Analysis: How the CAQ government’s flip-flops on health care hurt everyone

Today, nearly 1.9 million Quebecers who are at least 20 years old do not have access to a family doctor.

Improvise and abdicate.

For some observers, those two words would best sum up the Coalition Avenir Québec government’s approach to health care since it was first elected eight years ago.

It was in September 2018 — a month before the provincial election that year — when François Legault made one of his key election promises: every patient in Quebec would be able to consult a family doctor or nurse practitioner “in less than 36 hours.” Yet if there is one promise the CAQ government has not been able to keep in its eight years in power, it would be that one.

Source: Institut de la statistique du Québec
Source: Institut de la statistique du Québec

Coincidentally, the Institut national d’excellence en santé et en services sociaux (INESSS) which is supposed to be independent issued a report last week recommending Quebec give vulnerable patients (those with chronic illnesses or severe health issues) priority access to family doctors over those with minor or routine needs.

But amid a groundswell of public outrage over the plan, Dubé backed off the idea on Thursday.

“Quebecers who have a family doctor will keep one. We want to reassure the public that we’re on the right track,” Dubé declared in a post on the X social media platform.

“As we committed to in the health plan, our objectives are very clear: We are doing everything we can to facilitate access and simplify the organization of front-line care for all Quebecers. Now, let the negotiations (with the FMOQ) take their course.”

So in what state do Quebecers find their health-care system in today?

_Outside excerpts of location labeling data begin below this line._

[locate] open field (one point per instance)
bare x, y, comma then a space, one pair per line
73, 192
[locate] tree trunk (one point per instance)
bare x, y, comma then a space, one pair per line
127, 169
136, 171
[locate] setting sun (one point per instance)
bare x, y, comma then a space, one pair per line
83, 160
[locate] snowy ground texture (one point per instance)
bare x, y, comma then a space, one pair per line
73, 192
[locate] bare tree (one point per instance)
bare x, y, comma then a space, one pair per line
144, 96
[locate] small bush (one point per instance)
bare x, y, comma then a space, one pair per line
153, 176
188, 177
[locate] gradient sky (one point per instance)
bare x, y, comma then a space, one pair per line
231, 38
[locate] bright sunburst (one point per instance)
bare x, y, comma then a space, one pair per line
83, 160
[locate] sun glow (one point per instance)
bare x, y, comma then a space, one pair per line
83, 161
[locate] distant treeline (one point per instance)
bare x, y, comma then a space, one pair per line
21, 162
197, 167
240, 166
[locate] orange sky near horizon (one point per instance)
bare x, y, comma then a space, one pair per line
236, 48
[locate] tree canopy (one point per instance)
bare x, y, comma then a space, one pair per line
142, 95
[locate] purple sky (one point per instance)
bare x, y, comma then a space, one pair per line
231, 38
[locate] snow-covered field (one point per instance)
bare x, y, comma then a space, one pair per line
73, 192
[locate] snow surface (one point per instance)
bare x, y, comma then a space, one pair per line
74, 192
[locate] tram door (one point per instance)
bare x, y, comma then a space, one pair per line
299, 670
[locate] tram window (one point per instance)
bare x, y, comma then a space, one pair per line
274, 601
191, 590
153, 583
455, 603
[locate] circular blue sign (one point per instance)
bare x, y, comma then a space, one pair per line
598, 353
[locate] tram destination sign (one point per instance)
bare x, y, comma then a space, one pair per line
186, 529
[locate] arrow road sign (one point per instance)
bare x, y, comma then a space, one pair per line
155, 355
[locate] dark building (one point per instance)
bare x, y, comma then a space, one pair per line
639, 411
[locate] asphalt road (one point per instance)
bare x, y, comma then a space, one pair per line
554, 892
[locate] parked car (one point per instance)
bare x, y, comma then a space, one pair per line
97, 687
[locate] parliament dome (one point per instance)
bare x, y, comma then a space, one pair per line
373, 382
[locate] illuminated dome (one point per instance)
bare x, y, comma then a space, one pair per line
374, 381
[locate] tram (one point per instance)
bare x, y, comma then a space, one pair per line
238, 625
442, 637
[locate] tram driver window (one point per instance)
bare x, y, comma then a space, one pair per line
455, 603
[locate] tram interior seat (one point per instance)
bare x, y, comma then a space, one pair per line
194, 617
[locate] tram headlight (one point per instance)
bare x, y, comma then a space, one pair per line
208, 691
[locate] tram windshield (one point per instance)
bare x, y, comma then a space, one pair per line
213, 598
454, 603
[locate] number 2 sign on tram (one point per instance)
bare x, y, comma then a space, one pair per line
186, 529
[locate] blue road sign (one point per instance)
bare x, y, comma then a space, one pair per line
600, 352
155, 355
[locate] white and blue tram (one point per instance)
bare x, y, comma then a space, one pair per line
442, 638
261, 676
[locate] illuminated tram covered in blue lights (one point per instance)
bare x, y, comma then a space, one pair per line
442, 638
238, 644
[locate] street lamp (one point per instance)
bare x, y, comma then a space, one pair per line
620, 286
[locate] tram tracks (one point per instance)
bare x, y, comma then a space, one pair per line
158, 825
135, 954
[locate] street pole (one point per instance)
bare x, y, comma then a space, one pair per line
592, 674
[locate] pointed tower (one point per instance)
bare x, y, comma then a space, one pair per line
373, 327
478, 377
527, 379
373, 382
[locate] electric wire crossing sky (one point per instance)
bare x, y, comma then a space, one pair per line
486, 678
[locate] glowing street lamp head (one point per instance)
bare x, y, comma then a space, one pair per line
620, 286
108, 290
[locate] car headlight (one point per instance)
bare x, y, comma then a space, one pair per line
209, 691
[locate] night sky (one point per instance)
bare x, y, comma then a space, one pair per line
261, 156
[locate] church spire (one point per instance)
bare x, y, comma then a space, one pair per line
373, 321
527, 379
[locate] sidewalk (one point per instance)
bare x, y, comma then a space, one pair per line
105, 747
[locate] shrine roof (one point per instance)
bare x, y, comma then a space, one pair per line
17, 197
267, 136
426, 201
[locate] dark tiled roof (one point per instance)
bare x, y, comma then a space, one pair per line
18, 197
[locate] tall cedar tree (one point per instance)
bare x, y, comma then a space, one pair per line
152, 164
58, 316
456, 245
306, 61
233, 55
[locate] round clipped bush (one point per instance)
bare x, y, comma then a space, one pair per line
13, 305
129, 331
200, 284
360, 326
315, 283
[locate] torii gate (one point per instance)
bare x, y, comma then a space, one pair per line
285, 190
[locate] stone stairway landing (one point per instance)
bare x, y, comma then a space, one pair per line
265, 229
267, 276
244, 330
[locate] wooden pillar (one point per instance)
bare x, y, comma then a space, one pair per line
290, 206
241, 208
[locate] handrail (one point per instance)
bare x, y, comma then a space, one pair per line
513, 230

  • In addition to the lack of access to family doctors, the number of Quebecers waiting for a consultation with a medical specialist has soared to at least 870,000, from just over 500,000 in 2020.
  • More than 467,000 Quebecers are now waiting past the medically acceptable delays for a wide range of medical issues, including for ear-nose-and-throat ailments to problems requiring assessments by specialists like dermatologists, urologists, gastroenterologists and orthopedic surgeons, among others.
  • Nearly 27 per cent of emergency-room patients who are on stretchers languish on them in corridors for longer than 24 hours a chilling statistic that has not budged in the past four years.

(The Health Ministry used to make public figures on wait times for surgery, but those stats are no longer available on its website.)

Rather than tackle these problems directly, Dubé has instead decided to create a parallel bureaucracy at a cost of $60 million. Santé Québec, headed by a non-clinician, Geneviève Biron (formerly of the family-run and private Biron Health Group), is expected to start running the province’s $60-billion-a-year health system in December.

Critics have charged Dubé is effectively abdicating his responsibility to Santé Québec, which some argue will centralize the management of health care to an excessive degree.

“This political tactic consists in strategically manipulating and using subordinates to achieve specific political or even personal objectives getting re-elected, for example  while avoiding having to deal with the consequences of the policies implemented.”